Yeah, they’re noticing things early on.
Yeah, and they’re forming their own conclusions—based on the limitations of their cognitive and emotional development—to try to explain what they’re seeing. Especially if they’re not talking to anybody about it.
I think those are important things to do in therapy. One can apply that analogy to any racial group, as well as to sexual minority individuals. When did a person first become aware of what came to be understood as a same sex attraction? What did that mean? How did they feel about it?
It’s really important to explicitly consider the development of identities. And you may find that people don’t believe you about your experiences, so you make a point of developing networks of people who understand, who you can talk to. A therapist should be one of those people.
How (or does?) your work as a therapist inform your teaching?
It has completely informed my teaching. The first ten years of my career, I was working in inpatient child psychology at King’s County hospital, and also for a time for the Board of Ed. In community mental health as well as private practice, I came to understand that practice is like the mash unit and the university is the officer’s club.
Of course I value research—I’m a university professor—but in the therapy room you’re not responding to data points. Even when people belong to the same group, every human being is unique. How that person understands their situation, or assesses the choices they have, may be very different from a person who is a member of the same group who has similar experiences.
Yeah, I appreciated a lot just reading things you’ve said about how being part of a group impacts someone, but that it’s so individual.

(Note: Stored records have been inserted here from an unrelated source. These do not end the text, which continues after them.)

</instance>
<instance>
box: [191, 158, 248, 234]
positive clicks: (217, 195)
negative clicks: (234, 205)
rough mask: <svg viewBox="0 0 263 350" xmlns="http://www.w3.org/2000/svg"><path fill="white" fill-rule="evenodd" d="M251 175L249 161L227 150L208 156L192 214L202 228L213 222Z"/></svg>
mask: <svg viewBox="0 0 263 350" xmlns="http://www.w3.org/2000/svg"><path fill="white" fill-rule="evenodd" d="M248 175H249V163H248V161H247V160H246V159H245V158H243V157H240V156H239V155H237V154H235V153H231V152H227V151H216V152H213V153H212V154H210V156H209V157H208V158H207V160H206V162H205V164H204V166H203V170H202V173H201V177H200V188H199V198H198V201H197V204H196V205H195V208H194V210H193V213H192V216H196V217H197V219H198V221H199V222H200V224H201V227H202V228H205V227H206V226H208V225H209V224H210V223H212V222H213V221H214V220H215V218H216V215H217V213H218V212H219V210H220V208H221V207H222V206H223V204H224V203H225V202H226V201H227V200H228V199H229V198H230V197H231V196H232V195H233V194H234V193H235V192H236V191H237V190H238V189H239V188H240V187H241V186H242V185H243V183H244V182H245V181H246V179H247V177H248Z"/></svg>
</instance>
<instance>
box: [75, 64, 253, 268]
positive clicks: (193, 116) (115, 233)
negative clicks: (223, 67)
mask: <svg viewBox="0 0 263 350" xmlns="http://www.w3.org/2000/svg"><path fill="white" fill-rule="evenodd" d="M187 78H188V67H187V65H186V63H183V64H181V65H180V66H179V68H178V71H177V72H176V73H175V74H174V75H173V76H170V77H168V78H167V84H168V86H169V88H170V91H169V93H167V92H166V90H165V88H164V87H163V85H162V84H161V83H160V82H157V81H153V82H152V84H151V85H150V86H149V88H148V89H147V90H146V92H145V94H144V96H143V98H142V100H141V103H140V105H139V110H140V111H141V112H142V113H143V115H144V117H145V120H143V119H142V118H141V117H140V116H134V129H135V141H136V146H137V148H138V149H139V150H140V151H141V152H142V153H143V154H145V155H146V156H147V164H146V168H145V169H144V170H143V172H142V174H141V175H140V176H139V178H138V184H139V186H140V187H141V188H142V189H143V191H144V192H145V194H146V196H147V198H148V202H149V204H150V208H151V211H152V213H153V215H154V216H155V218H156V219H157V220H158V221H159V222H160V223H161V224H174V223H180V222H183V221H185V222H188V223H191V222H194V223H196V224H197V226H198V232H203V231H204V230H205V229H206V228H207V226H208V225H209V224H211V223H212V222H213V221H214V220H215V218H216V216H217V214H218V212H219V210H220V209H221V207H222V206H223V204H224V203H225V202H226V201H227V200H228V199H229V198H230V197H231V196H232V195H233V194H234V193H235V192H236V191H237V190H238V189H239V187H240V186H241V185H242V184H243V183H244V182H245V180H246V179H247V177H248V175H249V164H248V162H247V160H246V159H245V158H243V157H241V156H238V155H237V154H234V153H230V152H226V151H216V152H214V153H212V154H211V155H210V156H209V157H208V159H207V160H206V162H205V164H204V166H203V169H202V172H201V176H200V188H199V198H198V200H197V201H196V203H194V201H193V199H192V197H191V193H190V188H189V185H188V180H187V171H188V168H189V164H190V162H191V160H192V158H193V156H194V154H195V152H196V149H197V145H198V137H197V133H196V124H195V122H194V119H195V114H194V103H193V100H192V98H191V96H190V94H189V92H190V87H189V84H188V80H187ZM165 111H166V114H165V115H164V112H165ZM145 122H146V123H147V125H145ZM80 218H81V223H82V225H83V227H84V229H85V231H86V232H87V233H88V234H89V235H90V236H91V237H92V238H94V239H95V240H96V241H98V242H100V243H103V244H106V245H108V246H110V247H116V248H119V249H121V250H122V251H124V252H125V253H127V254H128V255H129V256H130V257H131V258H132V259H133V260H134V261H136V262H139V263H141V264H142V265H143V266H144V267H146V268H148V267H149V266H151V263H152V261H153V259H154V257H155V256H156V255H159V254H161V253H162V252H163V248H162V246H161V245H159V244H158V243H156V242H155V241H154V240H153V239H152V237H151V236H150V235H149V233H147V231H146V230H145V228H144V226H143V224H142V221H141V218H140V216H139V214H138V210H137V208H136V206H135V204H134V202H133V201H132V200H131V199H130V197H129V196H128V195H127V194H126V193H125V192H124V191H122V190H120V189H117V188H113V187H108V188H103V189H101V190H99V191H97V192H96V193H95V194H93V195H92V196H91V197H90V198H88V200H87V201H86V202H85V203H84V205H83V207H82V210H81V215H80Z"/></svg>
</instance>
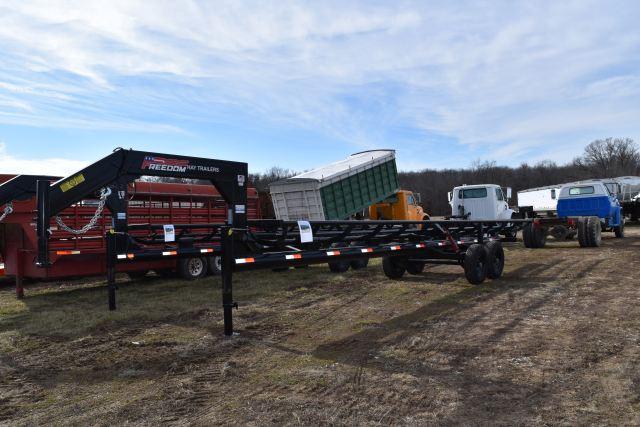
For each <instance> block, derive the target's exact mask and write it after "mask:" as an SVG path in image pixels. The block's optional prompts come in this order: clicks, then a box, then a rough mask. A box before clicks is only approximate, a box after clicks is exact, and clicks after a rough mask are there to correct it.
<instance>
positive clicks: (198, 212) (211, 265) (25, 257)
mask: <svg viewBox="0 0 640 427" xmlns="http://www.w3.org/2000/svg"><path fill="white" fill-rule="evenodd" d="M13 177H14V176H13V175H0V182H2V183H4V182H6V181H9V180H10V179H12V178H13ZM247 191H248V192H247V196H248V200H247V214H248V218H249V219H258V218H260V203H259V199H258V193H257V191H256V190H255V189H253V188H248V190H247ZM128 192H129V198H130V199H129V209H128V218H129V219H128V222H129V224H130V225H135V224H152V225H165V224H201V223H202V224H205V223H208V224H211V223H224V222H225V220H226V219H227V214H228V207H227V205H226V203H225V201H224V199H223V198H222V197H221V196H220V194H219V193H218V192H217V190H216V189H215V187H214V186H212V185H197V184H183V183H165V182H147V181H136V182H135V183H133V184H132V185H130V186H129V191H128ZM12 204H13V212H11V213H9V214H8V215H6V217H5V218H4V220H3V221H2V222H1V223H0V255H1V256H2V261H3V262H4V273H5V275H7V276H13V277H15V282H16V293H17V294H18V296H19V297H21V296H22V294H23V288H22V284H23V279H44V280H46V279H59V278H64V277H81V276H97V275H103V274H105V273H106V267H105V266H106V259H105V256H106V240H105V238H104V236H105V233H106V231H107V230H108V229H109V228H110V226H111V216H110V214H109V212H108V210H107V209H105V210H104V213H103V215H102V216H101V217H100V218H99V219H98V222H97V223H96V227H94V228H92V229H90V230H89V231H87V232H86V233H84V234H78V235H77V234H73V233H70V232H67V231H64V230H62V229H61V227H59V225H58V223H57V222H56V221H54V220H52V221H51V238H50V248H51V251H52V255H51V264H52V265H51V266H50V267H49V268H38V267H37V266H36V264H35V258H36V254H37V237H36V224H35V216H36V213H35V211H36V200H35V197H31V198H29V199H28V200H24V201H18V200H14V201H13V203H12ZM97 206H98V200H83V201H82V202H81V203H77V204H75V205H73V206H71V207H70V208H68V209H66V210H64V211H63V212H62V213H61V214H60V218H61V219H62V221H63V222H64V223H65V224H66V225H67V226H69V227H70V228H73V229H79V228H81V227H82V226H83V225H85V224H87V223H88V222H89V221H90V220H91V218H92V217H93V216H94V214H95V212H96V209H97ZM149 270H153V271H155V272H157V273H159V274H171V273H175V272H178V273H179V274H180V275H181V276H182V277H184V278H187V279H195V278H198V277H201V276H204V275H205V274H206V273H207V272H208V273H212V274H215V273H217V272H218V271H219V265H218V260H216V259H214V258H201V259H180V260H176V259H167V260H159V261H149V262H139V263H135V264H128V265H126V266H125V265H123V266H122V268H121V271H125V272H127V273H129V274H130V275H131V276H142V275H144V274H146V273H147V272H148V271H149Z"/></svg>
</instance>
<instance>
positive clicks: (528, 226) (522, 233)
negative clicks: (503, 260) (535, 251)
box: [522, 224, 535, 249]
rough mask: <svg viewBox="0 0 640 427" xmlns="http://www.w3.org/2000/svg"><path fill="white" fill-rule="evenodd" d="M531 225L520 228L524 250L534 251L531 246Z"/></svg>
mask: <svg viewBox="0 0 640 427" xmlns="http://www.w3.org/2000/svg"><path fill="white" fill-rule="evenodd" d="M532 230H533V224H527V225H525V226H524V227H523V228H522V241H523V242H524V247H525V248H530V249H534V248H535V246H533V237H532V234H533V231H532Z"/></svg>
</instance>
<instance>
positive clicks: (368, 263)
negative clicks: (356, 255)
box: [350, 258, 369, 270]
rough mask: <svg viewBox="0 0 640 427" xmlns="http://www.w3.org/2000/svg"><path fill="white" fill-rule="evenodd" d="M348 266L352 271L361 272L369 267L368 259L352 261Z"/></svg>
mask: <svg viewBox="0 0 640 427" xmlns="http://www.w3.org/2000/svg"><path fill="white" fill-rule="evenodd" d="M350 265H351V268H353V269H354V270H362V269H363V268H367V266H368V265H369V258H360V259H354V260H353V261H351V263H350Z"/></svg>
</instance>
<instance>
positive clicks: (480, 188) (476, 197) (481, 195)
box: [458, 187, 487, 199]
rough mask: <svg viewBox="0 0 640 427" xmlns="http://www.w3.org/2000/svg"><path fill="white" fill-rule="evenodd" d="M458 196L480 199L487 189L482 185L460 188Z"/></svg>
mask: <svg viewBox="0 0 640 427" xmlns="http://www.w3.org/2000/svg"><path fill="white" fill-rule="evenodd" d="M458 197H459V198H460V199H482V198H483V197H487V189H486V188H485V187H482V188H468V189H466V190H460V193H459V195H458Z"/></svg>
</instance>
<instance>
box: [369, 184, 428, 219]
mask: <svg viewBox="0 0 640 427" xmlns="http://www.w3.org/2000/svg"><path fill="white" fill-rule="evenodd" d="M419 203H420V194H418V193H413V192H411V191H407V190H400V191H398V192H397V193H396V194H394V195H393V196H391V197H388V198H387V199H385V200H383V201H382V202H380V203H376V204H375V205H371V206H369V218H371V219H373V220H377V219H379V220H391V219H394V220H410V221H423V220H428V219H429V215H428V214H426V213H425V212H424V210H423V209H422V206H420V205H419Z"/></svg>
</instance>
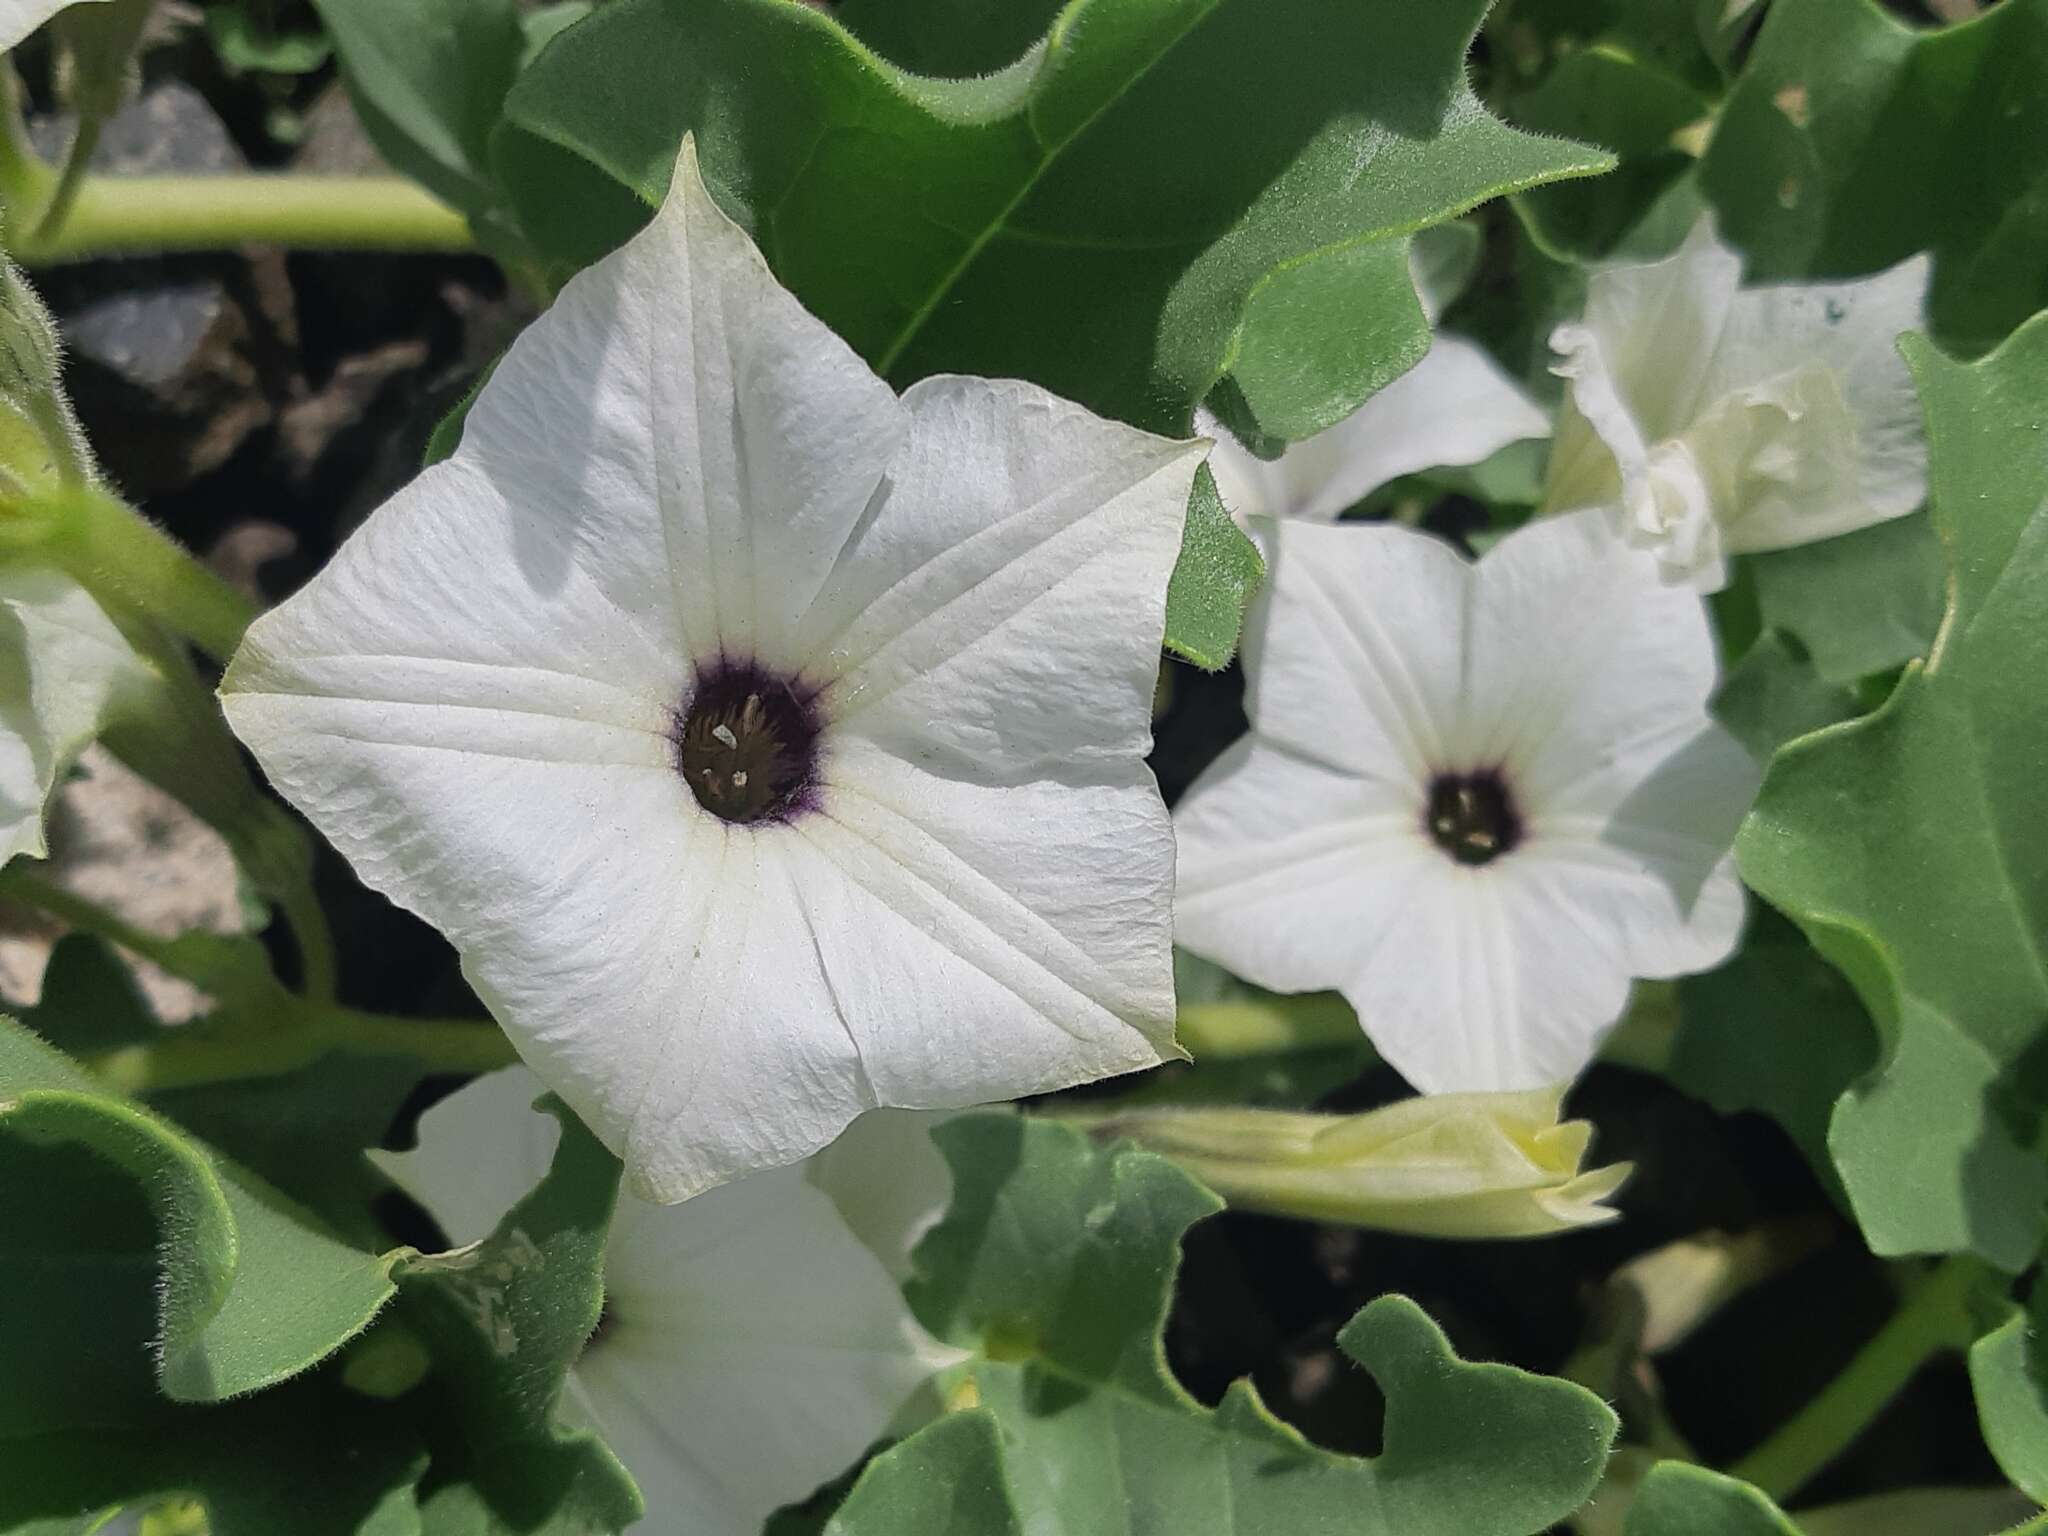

Yeah, because that person has a family and a history of individual experiences that shapes their sense of whatever group they’re in. Not all families are alike. What kind of help and support children get as they’re developing and trying to navigate all this is complicated for parents as well. It’s an extra layer of things, on top of all that is involved in being a parent.
I read that you’ve written 11 books and close to 100 publications. Are there any that stick out to you that would be particularly helpful for our blog’s audience? The audience is largely people who are entering addiction or mental recovery. And there might be some people that came to treatment and want to work in the field. Are there any you would recommend?
There’s one, Psychotherapy with African American Women: Innovations in Psychodynamic Perspectives and Practice, that I edited with Leslie Jackson, who is now deceased unfortunately. But I think it may still be the only book organized around Black women who are therapists writing about psychotherapy with Black women. So, I think that is something people may find helpful.
Also, something called A Minion of Women: Family Dynamics, Jewish Identity and Psychotherapy Practice. I asked 25 women who were practicing psychotherapists—and who self-identified as Jewish women—how the dynamics in their family shaped their identity as Jewish women, and how that gets expressed in their practice of psychotherapy.
Is there anything we didn’t talk about that you want to add?
I have a couple projects underway. One is called Threading Needles in the Dark, Wearing Gloves: How Mothers of Black Children Have the Talk, Then Walk the Walk. It’s about developing a deeper understanding of what mothers of Black children carry emotionally, and how that extends well into the adulthood of their children. It’s told through the eyes of women who are raising or raised Black children and what that felt like.
I’ve had a couple groups; one of them we presented to the Ackerman Family Therapy Institute, and it is on YouTube. It’s about how having the talk isn’t a one-time thing; it really encompasses the racial socialization of Black children.
So, it’s all about having a capacity to step outside one’s reality and see that for another person, things may be very different. You might stand in the same place, but how you are treated and what you have to manage may be very different.